Analysis of Blister Dome Formation
Images of wild type MDCK and selected MDCK double transfectants at passage 5–7 were seeded to 10 cm tissue culture plates for biotinylation were captured on a ZOE cell imager (Bio-Rad, Hercules, CA) after incubation ± 300 µg/mL cumate for 3 days as described above. For quantification, wild type MDCK and selected MDCK double transfectants were seeded in 6 well plates at 8 × 105/well, 1 plate per cell type. After 7 days, cells were changed to fresh medium ± 300 µg/mL cumate in triplicate wells for each cell type and cultured for an additional 3 days. On day 10, all cells were changed to fresh medium and blister domes > 100 µM were counted in 10 fields/well of all wells on a light microscope.
Results
We engineered piggyBac vectors capable of expression of human NHE3 and AQP1. We first attempted to express NHE3 driven by a CMV promoter; however, high NHE3 expression was toxic to the cells resulting in abnormally large cells (data not shown). Therefore, we chose to use an inducible expression system to provide user-controlled timing and dosage of NHE3 expression. We chose to use a cumate-inducible system as cumate is a non-toxic organic molecule capable of traversing cell membranes.17 With this system, the cumate repressor binds to the cumate operator sequences (CuO) with high affinity in the absence of cumate; therefore, addition of cumate activates transgene expression. We engineered a C-terminal HA tag for detection of NHE3 and the vector also harbored a puromycin resistance gene for selection.
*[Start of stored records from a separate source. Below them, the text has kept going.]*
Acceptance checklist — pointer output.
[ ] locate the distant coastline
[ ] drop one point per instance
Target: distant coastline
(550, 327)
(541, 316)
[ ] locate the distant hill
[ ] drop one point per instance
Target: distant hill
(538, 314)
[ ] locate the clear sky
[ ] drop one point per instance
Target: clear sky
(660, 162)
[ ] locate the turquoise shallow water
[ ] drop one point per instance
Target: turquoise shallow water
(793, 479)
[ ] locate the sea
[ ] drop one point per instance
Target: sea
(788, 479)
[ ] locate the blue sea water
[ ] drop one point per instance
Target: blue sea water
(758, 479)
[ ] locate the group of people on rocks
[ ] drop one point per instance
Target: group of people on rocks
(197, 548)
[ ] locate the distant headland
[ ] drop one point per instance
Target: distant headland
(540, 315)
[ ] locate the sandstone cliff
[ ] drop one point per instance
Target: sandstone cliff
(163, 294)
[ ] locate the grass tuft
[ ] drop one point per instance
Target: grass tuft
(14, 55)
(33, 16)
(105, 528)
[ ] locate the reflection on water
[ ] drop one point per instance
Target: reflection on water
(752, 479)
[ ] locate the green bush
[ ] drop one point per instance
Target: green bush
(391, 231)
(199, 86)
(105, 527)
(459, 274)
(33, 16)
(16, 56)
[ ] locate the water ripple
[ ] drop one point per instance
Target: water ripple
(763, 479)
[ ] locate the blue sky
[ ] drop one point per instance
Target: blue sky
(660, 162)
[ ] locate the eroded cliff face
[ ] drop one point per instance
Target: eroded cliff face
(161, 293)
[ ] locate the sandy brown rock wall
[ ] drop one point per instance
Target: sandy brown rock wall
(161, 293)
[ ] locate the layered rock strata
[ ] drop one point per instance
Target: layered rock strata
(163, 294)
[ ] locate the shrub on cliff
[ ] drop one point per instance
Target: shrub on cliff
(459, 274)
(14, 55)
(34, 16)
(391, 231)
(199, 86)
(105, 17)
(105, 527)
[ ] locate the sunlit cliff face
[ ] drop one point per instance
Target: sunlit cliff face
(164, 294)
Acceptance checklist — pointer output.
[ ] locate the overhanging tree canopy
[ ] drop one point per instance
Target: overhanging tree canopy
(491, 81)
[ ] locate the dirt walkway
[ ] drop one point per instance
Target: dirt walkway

We next engineered a piggyBac transposon harboring AQP1 with FLAG and myc epitopes, eGFP for fluorescent detection, and puromycin resistance for selection. Schematics of the vectors utilized are shown in Fig. 1.
We used western blot analysis to confirm overexpression of NHE3 and AQP1. Our stably transfected CuNHE3 MDCK cells showed negligible leak of expression as there was no visible NHE3 without cumate. However, addition of 300 µg/mL cumate resulted in detectable NHE3 expression via blotting with anti-HA or anti-NHE3 antibodies (Fig. 2a). MDCK cells stably transfected with AQP1 demonstrated strong AQP1 expression with or without cumate as expected as AQP1 expression was driven by the EF1a promoter (Fig. 2a).
Figure 2.
Confirmed overexpression of NHE3 and AQP1. (a) western blot analysis confirming cumate-inducible NHE3 expression (detected by anti-HA and anti-NHE3 antibodies) and AQP1 expression (via anti-flag and anti-AQP1 antibodies). β-actin is provided as a loading control. Molecular weight (MW) markers are labeled to the left of the blots. (b) Immunofluorescent microscopy of transfected cells. Immunofluorescent microscopy of stably transfected MDCK cells expressing cumate-inducible NHE3 expression (detected by anti-HA and anti-NHE3 antibodies) and AQP1 expression (via anti-flag and anti-myc antibodies). Dapi indicates nuclear staining.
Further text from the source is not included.